Rhinos’ best form has actually come with key players out of the team. Neither Tom Briscoe nor Kylie Leuluai has played since the defeat at Warrington and Jamie Jones-Buchanan and Ryan Hall are both also currently on the casualty list. Young players have stepped up and shown they can do more than an adequate job. Nineteen-year-old winger Ash Handley has played the last six games and is averaging a try per match.
More impressively, he has been solid in defence and safe under the high ball.
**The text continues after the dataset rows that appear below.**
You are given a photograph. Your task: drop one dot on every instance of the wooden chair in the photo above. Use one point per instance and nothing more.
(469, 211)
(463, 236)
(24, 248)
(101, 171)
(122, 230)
Brad Singleton is now an established member of the 17, Stevie Ward has put his two-year injury nightmare behind him and is in outstanding form and Liam Sutcliffe is continuing to emerge as a player of rich promise.
His eye-catching performance against St Helens last week, when he formed an outstanding half-back partnership with Danny McGuire, hinted at a potential future as a Test stand-off. It will be interesting to see where that leaves Kevin Sinfield, who was dropped to the bench for the first time in 12 years last week, but Rhinos are going to have to cope without their talismanic skipper from the end of this season and so far the signs are positive for a smooth transition.
Consistency is one word which can’t be applied to anyone else in the competition, other than perhaps bottom club Wakefield Trinity Wildcats, who are on an eight-match losing run. Castleford Tigers had won two straight – and four out of five – when they travelled to second-bottom Widnes Vikings last Sunday and were hammered 46-16. Widnes climbed two places to ninth and are just one point behind fifth-placed Huddersfield Giants.
That’s what is making this year’s competition so compelling, at both ends of the table. At least one fancied team might well drop into the Qualifiers, though last weekend’s Challenge Cup results suggest the Super League teams in the middle-eights won’t have too much to worry about.